The Transitional National Council, or TNC, that has formed in Benghazi, the main city of the country’s eastern region, is “a body worthy of our support,” Cretz said.

He said in three weeks on the ground in the rebel stronghold, U.S. envoy Chris Stevens has gotten to know members of the TNC well. “He reconfirms that this is a serious group,” said Cretz, noting he spoke to the diplomat just an hour before taking the podium. “They continue to say the right thing. They are reaching out to the international community ... and working through the normal bugs” that are to be expected after more than 40 years of dictatorship without a civil society under strongman Muammar Gaddafi.

But Cretz indicated the United States wasn’t ready to follow France, Italy and Qatar in recognizing the TNC as the government of the Libyan people.

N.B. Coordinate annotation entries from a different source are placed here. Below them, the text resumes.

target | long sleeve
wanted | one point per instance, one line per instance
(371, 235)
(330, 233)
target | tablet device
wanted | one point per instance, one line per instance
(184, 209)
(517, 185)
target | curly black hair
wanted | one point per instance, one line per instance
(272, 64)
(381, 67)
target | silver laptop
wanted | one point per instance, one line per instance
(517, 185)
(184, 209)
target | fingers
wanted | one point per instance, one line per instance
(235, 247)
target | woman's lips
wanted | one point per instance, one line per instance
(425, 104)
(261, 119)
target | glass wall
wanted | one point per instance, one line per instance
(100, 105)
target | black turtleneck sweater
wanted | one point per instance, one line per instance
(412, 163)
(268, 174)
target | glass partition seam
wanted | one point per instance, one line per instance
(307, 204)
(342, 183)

Sen. John McCain (R-Ariz.), who called the rebels his “heroes” during a visit to Libya this week, is among those urging the Obama administration to not only recognize the TNC but to give them arms to help break the stalemate they're in with Col. Gaddafi’s forces.

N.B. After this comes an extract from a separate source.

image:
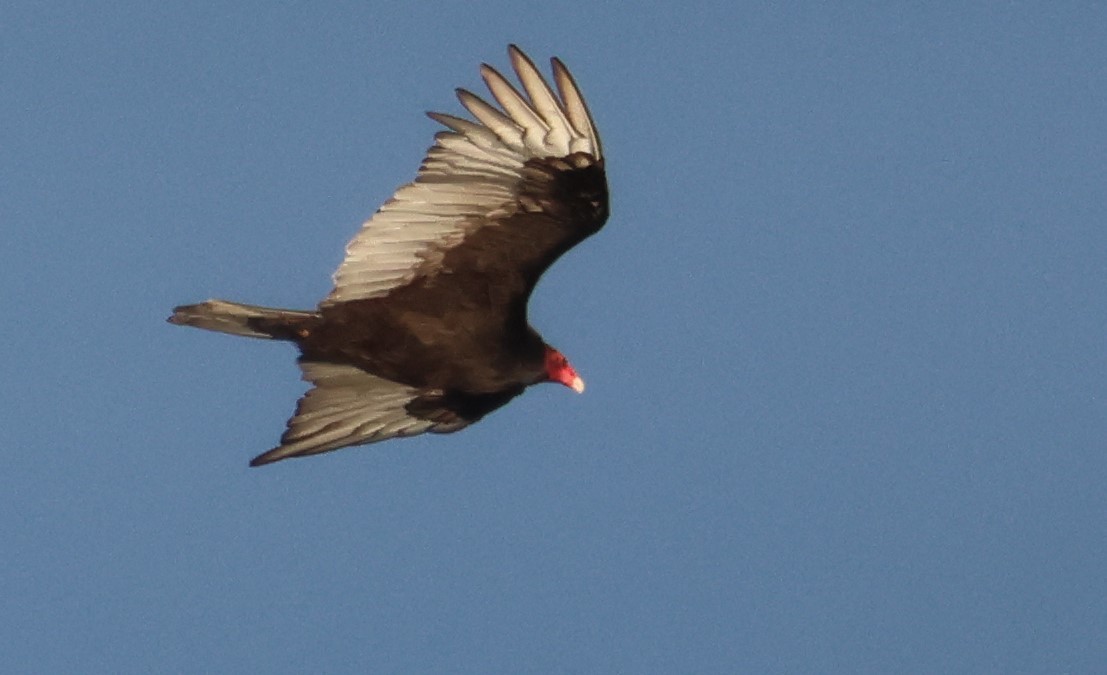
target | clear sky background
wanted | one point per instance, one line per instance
(844, 339)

“We continue to look at all the issues with respect to Libya,” Cretz said under sharp questioning from reporters. “It’s a complicated issue. We’re a very legalistic country and we’re looking at all the complexities.”

A European diplomat in Washington, who is not authorized to speak publicly, said that while “it is obvious the TNC will play a central role in any transition in Libya,” more important is the opposition group’s participation in talks in London, Doha and, soon, in Rome. And, he said, the U.S. commitment of $25 million “will reinforce the TNC and we welcome it very much. “

Cretz said that while the United States has “not reached the point” where it is comfortable officially recognizing the Libyan opposition, other countries shouldn’t let the same legalistic restraints stop them. He suggested they follow the U.S. lead and close Gaddafi’s embassies while allowing the TNC to set up an interest section, if not a full-blown embassy.

Despite reports of continuing atrocities by Gaddafi forces in the coastal city of Misrata and against Berber villages in Libya’s remote western mountains, Cretz said progress is being made. He cited NATO’s bombing of the regime’s command and control facilities and its targeting of the dictator's main compound in the capital of Tripoli.

“There is no magic bullet that’s going to convince Gaddafi to stop this,” Cretz said. Still, life has improved -- at least in the rebel-held eastern half of the country. “We’re moving in the right direction. We have the momentum.”

In 2008, Cretz became the first U.S. ambassador to Libya since relations were severed in 1972. He was recalled in January after Wikileaks made public secret embarrassing cables he wrote about Gaddafi, including his reliance on a voluptuous Ukrainian nurse.